Medical officials in Hamas-run Gaza say more than 11,000 people are confirmed dead from Israeli strikes, around 40 percent of them children, and countless others trapped under rubble. Around two thirds of Gaza's 2.3 million people have been made homeless, unable to escape the territory where food, fuel, fresh water and medical supplies are running out.
INFECTIONS
Ahmed El Mokhallalati, a surgeon, told Reuters by phone from inside Al Shifa that the main risk now was from decomposing bodies.
"We are sure that all kind of infections will be transmitted... Today we had a little bit of rain ... It was really horrible, nobody could even open a window, or just walk around the corridors with a really bad smell," he said.
"Burying 120 bodies needs a lot of equipment, it can’t be by hand efforts and by single person efforts. It will take hours and hours to be able to bury all these bodies."
Doctors performed surgery without any oxygen on Monday, making general anaesthesia impossible, he said.
Israel's military has released video and photos of what it said were weapons Hamas had stored in the basement of another hospital, Rantissi, specialising in cancer treatment for children. Hamas said the images were staged.
The armed wing of Hamas said it was ready to free up to 70 women and children held in Gaza in exchange for a five-day ceasefire. Al-Qassam Brigade spokesman Abu Ubaida said Israel had asked for 100 to be freed.
There was no immediate public response from Prime Minister Benjamin Netanyahu's office.
U.S. President Joe Biden said on Tuesday he was engaged in daily discussions to secure the hostages' release and that he believed it would happen.
"Hang in there, we're coming," he said at the White House, when asked by reporters what his message to family members of hostages would be.
Biden's top adviser on the Middle East, Brett McGurk, is heading to the region, the White House said. The United States and Britain imposed a fresh round of sanctions on Hamas on Tuesday.
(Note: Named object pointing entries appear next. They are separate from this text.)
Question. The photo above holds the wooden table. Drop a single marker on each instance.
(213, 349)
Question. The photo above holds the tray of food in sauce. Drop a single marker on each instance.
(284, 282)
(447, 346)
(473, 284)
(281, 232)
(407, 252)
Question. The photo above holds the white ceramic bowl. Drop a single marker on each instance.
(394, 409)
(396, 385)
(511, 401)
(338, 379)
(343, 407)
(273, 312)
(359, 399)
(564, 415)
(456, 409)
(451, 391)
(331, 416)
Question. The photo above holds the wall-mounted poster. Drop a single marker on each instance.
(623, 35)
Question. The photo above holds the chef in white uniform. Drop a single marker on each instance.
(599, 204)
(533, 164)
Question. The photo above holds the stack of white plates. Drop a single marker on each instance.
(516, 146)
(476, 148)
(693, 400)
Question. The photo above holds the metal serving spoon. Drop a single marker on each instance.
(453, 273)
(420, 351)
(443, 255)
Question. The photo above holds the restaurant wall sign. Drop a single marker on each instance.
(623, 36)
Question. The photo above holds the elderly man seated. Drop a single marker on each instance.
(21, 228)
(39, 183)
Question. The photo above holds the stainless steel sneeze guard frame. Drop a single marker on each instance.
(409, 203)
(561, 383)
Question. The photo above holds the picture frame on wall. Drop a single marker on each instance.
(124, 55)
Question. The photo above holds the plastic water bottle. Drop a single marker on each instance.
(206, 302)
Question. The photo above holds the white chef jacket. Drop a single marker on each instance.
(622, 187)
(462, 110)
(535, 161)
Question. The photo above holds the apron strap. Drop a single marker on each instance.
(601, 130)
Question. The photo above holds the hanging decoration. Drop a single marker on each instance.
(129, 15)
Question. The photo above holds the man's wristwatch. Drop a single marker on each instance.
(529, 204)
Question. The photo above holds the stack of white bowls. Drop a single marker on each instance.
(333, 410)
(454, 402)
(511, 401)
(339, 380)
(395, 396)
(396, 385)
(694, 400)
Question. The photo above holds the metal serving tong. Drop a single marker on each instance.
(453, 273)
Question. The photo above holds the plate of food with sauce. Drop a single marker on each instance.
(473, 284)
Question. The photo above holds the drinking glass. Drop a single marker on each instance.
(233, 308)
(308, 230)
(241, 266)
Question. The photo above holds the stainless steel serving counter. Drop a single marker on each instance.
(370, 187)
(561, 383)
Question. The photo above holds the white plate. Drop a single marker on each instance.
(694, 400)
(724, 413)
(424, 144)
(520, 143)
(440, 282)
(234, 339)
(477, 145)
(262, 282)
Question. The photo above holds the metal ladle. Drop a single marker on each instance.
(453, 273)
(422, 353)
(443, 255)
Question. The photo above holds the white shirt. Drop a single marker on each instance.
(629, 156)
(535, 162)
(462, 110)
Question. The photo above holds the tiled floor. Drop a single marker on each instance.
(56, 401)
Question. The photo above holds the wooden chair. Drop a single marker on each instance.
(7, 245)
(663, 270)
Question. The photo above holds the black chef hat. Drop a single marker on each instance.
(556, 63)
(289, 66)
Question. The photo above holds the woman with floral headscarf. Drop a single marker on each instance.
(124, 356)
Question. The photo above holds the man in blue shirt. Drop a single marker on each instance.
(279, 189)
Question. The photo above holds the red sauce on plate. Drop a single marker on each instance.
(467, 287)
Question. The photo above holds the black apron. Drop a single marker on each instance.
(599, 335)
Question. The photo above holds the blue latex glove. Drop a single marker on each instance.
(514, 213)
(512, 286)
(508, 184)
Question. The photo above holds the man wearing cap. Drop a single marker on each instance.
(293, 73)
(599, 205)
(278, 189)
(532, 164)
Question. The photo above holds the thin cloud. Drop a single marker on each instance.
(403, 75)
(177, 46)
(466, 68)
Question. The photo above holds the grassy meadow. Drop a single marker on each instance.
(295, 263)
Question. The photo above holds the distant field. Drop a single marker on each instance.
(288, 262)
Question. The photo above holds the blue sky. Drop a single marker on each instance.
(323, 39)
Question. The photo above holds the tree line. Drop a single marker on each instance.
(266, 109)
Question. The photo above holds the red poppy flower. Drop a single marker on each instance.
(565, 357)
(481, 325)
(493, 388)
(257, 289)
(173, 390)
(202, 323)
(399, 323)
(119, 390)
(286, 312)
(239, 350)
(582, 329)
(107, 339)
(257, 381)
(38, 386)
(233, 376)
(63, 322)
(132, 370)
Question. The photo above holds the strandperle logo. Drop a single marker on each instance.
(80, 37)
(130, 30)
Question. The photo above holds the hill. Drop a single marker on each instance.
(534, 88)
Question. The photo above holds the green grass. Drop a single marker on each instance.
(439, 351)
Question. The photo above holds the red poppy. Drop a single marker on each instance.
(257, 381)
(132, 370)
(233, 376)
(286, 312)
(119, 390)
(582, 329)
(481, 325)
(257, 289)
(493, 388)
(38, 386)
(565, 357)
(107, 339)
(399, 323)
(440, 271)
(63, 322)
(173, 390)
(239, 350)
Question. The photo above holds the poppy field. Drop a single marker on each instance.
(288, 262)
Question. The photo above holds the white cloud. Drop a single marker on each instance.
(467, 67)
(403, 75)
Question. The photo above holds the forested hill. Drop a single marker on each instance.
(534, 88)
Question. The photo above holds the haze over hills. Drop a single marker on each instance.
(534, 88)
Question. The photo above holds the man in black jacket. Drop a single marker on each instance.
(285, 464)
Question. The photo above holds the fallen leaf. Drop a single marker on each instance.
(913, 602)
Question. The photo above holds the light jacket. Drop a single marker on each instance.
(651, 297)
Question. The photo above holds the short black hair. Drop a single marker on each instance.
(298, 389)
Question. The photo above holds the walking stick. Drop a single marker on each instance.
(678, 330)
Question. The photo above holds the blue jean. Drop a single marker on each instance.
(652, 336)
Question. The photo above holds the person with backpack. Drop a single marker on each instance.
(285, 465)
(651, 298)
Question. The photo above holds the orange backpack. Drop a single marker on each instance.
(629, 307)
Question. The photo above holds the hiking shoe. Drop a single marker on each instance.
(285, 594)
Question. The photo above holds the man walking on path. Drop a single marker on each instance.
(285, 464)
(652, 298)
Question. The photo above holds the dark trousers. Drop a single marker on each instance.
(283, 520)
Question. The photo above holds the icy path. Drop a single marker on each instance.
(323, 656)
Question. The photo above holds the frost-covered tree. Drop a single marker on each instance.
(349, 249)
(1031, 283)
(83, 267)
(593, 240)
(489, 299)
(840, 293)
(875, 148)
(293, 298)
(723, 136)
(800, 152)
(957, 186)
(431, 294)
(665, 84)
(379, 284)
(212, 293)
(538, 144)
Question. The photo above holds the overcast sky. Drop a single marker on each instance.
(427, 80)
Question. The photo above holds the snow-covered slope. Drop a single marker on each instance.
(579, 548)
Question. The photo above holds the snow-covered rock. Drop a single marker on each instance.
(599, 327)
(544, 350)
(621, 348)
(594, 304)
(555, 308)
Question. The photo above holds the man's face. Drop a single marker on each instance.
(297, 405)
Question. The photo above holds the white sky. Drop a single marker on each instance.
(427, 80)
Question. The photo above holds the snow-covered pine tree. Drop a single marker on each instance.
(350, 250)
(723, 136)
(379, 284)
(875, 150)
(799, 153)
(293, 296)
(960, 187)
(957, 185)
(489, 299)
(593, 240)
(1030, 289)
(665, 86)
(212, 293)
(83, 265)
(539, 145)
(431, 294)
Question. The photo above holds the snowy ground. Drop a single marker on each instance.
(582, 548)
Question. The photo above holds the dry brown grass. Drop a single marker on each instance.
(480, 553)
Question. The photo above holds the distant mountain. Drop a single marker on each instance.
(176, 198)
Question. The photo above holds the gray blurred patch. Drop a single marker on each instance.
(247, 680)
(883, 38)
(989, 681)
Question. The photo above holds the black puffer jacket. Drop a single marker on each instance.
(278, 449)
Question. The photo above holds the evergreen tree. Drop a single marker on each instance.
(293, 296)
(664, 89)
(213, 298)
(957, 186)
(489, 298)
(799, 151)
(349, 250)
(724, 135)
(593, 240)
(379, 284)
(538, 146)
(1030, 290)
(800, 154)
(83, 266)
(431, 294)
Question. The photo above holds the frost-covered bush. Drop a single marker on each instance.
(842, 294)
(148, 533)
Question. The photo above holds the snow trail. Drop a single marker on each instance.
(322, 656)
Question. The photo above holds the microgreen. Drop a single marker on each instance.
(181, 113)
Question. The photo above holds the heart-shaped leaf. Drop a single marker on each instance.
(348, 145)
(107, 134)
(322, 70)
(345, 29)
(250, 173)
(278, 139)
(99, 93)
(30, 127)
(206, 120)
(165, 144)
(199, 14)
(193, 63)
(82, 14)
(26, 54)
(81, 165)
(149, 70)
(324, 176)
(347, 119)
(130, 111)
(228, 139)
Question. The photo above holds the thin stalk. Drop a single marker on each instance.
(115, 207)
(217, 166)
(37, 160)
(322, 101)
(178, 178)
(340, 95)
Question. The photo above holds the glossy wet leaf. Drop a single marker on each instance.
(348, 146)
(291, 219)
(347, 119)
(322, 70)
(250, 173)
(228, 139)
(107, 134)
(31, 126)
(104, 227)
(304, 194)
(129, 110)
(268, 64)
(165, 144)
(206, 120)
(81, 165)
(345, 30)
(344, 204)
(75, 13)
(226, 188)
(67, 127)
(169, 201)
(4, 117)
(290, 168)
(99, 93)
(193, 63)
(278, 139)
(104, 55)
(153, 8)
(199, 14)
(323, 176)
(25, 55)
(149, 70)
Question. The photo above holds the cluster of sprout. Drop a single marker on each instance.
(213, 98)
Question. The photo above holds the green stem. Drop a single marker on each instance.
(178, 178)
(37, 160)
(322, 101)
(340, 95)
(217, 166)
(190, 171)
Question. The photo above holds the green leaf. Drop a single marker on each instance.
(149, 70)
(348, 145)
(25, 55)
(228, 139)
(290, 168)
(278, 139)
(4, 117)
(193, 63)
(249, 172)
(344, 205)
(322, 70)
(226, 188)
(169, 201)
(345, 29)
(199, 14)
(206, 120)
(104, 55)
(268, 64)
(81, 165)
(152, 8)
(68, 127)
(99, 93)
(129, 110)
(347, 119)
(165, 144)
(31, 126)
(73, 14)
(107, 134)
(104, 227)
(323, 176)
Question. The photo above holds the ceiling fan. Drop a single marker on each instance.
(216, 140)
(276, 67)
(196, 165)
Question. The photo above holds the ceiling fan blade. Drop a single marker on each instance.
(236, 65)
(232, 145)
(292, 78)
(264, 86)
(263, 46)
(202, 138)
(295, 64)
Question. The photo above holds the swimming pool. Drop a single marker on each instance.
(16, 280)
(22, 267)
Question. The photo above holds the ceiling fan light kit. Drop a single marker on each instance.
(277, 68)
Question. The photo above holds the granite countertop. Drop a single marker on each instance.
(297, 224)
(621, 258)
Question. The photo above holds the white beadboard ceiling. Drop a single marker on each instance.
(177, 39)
Relatives of hostages set off from Tel Aviv on a days-long protest march to Jerusalem to plead for more government action.
Yuval Haran, from Kibbutz Be'eri where Hamas fighters killed scores of civilians including his father, said he was marching out of desperation to free seven family members.
"For 39 days we have been in infinite anxiety. We are living this pain each and every moment. And I cannot keep sitting down and waiting," he said. "They must be brought home now."